Alan is a plumber. He had a high hourly rate, yet spent too many hours each day driving between appointments. To hit a six-figure income, he changed his view on where his market was.
Years ago, he noticed some new buildings (in a development of 300 homes) were being fitted with a model of boiler he’d had bad experiences with. Having worked out his driving time was costing serious money, he put marketing postcards through the doors of all 300 apartments in the estate . . . knowing that over the next few years 300 pricey pieces of equipment were likely to fail.
A year later, he got his first call: a homeowner had a problem with that boiler. He spent extra time and effort on that first appointment – after all, he wanted that first customer to refer him to lots of others. The next call came within a month. That single campaign of 300 postcards ended up filling Alan’s order book for the next ten years.

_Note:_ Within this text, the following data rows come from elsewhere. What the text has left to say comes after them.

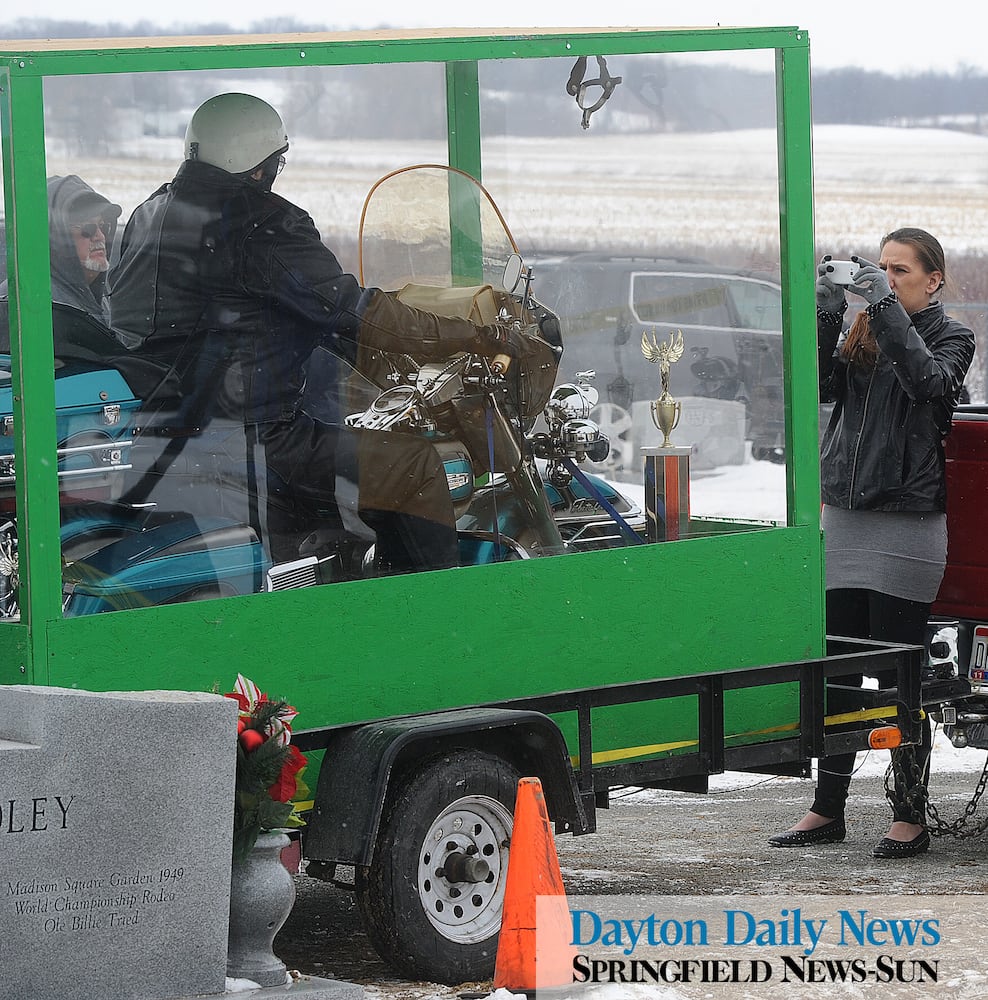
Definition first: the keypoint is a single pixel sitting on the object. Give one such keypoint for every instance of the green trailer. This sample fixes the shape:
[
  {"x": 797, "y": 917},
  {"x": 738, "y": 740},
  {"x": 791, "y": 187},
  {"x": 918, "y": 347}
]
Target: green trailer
[{"x": 423, "y": 697}]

Today, he doesn’t even need to book house calls: he’s simply on site, all the time. His longest commute between customers is a flight of stairs. And on the back of his boiler replacements (£5,000 each) he sells them annual maintenance checks and other peace-of-mind projects. Alan makes four times the average earnings of a self-employed tradesman.
Rather than broadening his market, Alan’s focus was on narrowing it—working out the most profitable choice for his business, and making sure he covered that small customer base completely. He’s a six-figure freelancer.